Art & Marketing \ An e-mail exchange.

Added on by Chris WHITE.
I just read your blog post about exposition. I have to disagree that most movies tell us everything in clever ways. Most of them tell too much and thus do not challenge the viewer. They write down to us. Don't be afraid to challenge your viewers. They're smarter than you think.

Most "easy" movies do, indeed spoon-feed their audience. TAKEN IN does not...even if i wanted it to.

My caution stems from the fact I've been involved in many independent film and theatre productions that didn't "write down" to anyone. And most of them have been considered...difficult.

I would agree that some viewers are smarter than we may give them credit for. But experience has taught me that most viewers (and indeed, I know the names of about 200 people who will see TAKEN IN...most qualify as "mosts") are used to, comfortable with very straightforward film narratives. It's not that these people don't like being challenged or disdain difficult movies, it's just that they don't expect something to be hard...narratively. And often (myself included), when left to their own devices, they will tune out a film that starts hard.

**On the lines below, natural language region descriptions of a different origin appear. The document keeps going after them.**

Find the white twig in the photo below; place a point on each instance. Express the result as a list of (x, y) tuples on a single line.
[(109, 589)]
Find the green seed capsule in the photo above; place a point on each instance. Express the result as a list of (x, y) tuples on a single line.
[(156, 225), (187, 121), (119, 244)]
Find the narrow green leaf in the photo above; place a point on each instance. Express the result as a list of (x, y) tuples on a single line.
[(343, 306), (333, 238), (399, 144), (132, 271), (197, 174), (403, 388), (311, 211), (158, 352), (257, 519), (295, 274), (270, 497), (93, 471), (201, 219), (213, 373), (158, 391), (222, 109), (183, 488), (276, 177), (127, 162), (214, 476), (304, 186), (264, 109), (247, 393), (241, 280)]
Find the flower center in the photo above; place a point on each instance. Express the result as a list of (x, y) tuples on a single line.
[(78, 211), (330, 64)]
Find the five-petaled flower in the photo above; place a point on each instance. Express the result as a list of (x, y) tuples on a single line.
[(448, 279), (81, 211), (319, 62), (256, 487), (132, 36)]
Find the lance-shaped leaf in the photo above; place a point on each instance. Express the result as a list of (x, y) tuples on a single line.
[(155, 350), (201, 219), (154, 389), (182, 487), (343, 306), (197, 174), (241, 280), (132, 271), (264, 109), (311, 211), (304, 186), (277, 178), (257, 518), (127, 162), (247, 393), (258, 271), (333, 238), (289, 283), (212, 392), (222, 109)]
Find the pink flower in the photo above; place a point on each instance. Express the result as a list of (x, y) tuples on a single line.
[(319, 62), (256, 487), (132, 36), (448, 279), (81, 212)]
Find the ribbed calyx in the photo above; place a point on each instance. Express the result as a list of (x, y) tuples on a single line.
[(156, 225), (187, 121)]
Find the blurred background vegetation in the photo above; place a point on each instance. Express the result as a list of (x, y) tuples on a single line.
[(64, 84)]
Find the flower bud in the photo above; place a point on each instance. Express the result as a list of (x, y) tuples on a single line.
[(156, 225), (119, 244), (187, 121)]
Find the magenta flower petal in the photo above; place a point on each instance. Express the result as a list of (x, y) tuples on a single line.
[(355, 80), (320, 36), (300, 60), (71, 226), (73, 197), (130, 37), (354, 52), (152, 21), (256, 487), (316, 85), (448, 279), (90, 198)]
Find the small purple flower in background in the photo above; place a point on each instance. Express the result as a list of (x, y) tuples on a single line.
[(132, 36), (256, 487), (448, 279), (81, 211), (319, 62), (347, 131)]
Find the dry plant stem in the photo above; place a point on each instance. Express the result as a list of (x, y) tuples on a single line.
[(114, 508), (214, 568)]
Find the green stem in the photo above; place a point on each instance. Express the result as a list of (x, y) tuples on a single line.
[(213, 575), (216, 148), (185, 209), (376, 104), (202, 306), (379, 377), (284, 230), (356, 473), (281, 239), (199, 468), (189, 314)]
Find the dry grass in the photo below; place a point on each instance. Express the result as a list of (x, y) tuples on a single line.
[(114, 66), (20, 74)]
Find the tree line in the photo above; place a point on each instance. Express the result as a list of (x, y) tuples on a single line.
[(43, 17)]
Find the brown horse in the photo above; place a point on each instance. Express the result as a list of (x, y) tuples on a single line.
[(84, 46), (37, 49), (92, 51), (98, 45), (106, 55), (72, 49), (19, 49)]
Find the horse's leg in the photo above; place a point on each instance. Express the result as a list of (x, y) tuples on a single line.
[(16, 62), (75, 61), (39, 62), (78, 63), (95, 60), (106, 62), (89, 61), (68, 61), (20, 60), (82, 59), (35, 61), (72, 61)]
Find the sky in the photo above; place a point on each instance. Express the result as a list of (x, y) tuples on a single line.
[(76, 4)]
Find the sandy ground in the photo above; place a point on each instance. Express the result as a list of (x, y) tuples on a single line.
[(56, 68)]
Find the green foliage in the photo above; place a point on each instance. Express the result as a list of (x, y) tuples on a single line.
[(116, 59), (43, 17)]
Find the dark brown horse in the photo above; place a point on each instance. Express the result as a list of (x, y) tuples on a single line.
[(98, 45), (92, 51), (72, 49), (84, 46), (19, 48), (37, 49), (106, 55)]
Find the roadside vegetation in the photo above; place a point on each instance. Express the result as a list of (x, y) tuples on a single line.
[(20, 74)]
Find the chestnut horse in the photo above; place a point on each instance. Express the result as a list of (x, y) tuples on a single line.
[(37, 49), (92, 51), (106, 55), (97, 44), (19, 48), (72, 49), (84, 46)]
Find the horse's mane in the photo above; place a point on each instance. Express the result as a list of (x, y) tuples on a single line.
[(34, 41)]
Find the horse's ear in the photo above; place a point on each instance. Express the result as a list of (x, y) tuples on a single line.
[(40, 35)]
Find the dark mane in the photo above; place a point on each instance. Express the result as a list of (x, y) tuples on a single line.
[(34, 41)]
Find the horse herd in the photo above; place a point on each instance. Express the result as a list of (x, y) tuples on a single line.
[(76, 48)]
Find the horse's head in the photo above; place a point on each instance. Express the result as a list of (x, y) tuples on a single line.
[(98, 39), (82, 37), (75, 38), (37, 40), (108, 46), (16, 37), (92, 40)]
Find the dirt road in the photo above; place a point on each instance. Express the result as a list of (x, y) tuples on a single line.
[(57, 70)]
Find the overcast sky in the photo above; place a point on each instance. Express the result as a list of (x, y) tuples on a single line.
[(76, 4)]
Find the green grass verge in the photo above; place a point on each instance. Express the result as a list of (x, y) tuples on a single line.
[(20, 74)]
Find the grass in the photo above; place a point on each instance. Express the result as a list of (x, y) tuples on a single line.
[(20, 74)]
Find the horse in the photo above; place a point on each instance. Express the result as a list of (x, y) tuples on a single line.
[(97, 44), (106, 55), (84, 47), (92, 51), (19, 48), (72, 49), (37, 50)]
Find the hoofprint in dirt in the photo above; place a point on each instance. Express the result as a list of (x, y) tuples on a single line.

If I want these backers (and others) to love TAKEN IN, I need to be patient with them. Especially in the first two or three minutes. The film plays out in a very strange way...especially the first act. Just want to make sure people give it a chance.

I think they will, of course. Not planning anything rash...just considering a couple of lines for Sauce's character that may settle the narrative a bit...or at least give the viewer something reassuring as they decide whether or not they will really, truly engage with it.

All I'm saying is you should stay true to your vision as an artist and not cater to the needs of others. Otherwise, you aren't an artist, you're a marketer. And nobody takes marketers seriously except other marketers.